注目の論文
12800年前の寒冷化に遅れた環境の応答
Nature Geoscience
2014年1月20日
Delayed environmental response to cooling 12,800 years ago
約12800年前に急激な寒冷化が起きたヤンガードリアス期に、最初に気温が低下した170年後にヨーロッパで降水量と植生の変化が生じたとの報告が、オンライン版に掲載される。著者たちは、降水量変化は北大西洋の海氷が偏西風の位置に影響を及ぼすのに十分なほど南側に拡大したときのみに起きたと示唆している。
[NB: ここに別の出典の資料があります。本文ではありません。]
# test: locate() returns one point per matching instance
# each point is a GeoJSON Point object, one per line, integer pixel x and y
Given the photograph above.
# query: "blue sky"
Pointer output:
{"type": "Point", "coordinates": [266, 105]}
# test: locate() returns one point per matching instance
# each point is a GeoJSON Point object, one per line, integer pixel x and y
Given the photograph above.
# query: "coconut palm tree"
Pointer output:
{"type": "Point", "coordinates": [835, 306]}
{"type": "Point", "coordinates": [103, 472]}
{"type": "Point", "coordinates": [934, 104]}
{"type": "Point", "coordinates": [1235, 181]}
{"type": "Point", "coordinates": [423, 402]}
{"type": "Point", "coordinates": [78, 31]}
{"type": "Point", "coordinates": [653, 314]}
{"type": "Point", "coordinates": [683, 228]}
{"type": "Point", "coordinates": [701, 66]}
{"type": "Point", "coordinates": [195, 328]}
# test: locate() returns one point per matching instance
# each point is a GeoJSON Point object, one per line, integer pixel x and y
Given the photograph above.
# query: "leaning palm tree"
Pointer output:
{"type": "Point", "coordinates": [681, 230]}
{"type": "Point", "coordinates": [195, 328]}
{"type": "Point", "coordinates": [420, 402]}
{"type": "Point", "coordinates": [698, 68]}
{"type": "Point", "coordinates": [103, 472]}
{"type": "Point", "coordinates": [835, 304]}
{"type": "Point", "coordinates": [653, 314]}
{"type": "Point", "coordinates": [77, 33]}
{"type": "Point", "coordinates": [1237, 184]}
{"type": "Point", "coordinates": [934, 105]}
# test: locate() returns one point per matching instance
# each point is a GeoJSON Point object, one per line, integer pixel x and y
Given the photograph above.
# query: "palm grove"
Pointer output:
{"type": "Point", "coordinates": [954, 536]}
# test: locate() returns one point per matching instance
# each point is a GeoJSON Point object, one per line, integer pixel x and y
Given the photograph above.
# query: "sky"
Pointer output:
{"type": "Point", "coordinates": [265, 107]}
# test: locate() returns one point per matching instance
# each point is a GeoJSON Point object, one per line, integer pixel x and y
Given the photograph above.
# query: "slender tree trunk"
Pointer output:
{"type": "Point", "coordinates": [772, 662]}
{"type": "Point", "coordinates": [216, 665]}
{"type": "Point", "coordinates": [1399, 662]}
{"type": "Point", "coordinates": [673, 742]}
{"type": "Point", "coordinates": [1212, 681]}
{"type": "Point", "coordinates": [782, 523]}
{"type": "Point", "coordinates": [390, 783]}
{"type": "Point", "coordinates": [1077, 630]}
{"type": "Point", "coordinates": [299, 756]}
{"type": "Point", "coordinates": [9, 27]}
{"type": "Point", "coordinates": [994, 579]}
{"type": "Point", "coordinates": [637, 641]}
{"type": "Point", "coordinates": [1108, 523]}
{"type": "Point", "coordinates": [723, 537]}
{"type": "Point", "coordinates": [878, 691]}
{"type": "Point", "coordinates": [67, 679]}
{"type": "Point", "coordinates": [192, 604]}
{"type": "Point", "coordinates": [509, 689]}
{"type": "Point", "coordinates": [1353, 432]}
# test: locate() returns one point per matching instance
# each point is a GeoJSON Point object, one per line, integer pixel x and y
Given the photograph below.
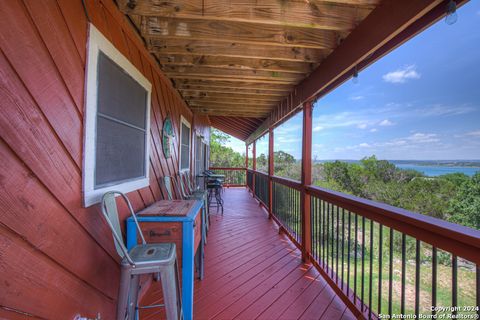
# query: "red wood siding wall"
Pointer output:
{"type": "Point", "coordinates": [57, 259]}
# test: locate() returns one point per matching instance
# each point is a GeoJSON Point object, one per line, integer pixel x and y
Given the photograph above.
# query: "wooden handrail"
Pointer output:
{"type": "Point", "coordinates": [288, 182]}
{"type": "Point", "coordinates": [221, 168]}
{"type": "Point", "coordinates": [258, 172]}
{"type": "Point", "coordinates": [459, 240]}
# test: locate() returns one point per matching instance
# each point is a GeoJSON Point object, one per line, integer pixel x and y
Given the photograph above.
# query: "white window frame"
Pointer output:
{"type": "Point", "coordinates": [185, 122]}
{"type": "Point", "coordinates": [98, 42]}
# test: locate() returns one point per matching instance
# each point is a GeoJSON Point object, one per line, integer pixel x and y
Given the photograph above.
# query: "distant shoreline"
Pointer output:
{"type": "Point", "coordinates": [424, 163]}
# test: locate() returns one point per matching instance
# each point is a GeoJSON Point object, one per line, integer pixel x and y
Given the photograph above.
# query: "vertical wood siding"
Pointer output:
{"type": "Point", "coordinates": [57, 259]}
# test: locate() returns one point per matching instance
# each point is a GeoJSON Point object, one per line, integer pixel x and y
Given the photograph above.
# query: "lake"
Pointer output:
{"type": "Point", "coordinates": [433, 171]}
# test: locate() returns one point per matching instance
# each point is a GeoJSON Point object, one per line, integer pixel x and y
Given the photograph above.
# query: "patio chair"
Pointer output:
{"type": "Point", "coordinates": [170, 183]}
{"type": "Point", "coordinates": [196, 195]}
{"type": "Point", "coordinates": [156, 259]}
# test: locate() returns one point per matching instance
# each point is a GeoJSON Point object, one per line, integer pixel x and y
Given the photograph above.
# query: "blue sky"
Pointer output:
{"type": "Point", "coordinates": [421, 101]}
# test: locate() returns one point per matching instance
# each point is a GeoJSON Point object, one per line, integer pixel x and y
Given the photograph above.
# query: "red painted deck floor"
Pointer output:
{"type": "Point", "coordinates": [253, 272]}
Dirk Sachseたちはドイツ西部で採取された湖の堆積物コアで温度、水文および植生変化の時期を評価した。年周で堆積する堆積層は、水素同位体に記録された初期温度変化からの年数と、水素同位体と花粉含有量に反映された降水量と植生変化を算出するために用いることができる。Sachseたちは、地域全体にわたる降水量は温度が最初に低下した後170年間減少したことを発見した。この降水量の減少は、湿度の低下に適応する植物種の拡大を伴った。
関連するNews & Viewsでは、Ana Morenoが「この研究は、人間の寿命の2~3世代にわたる期間で急速な環境変化が起こる可能性を強調している」と述べている。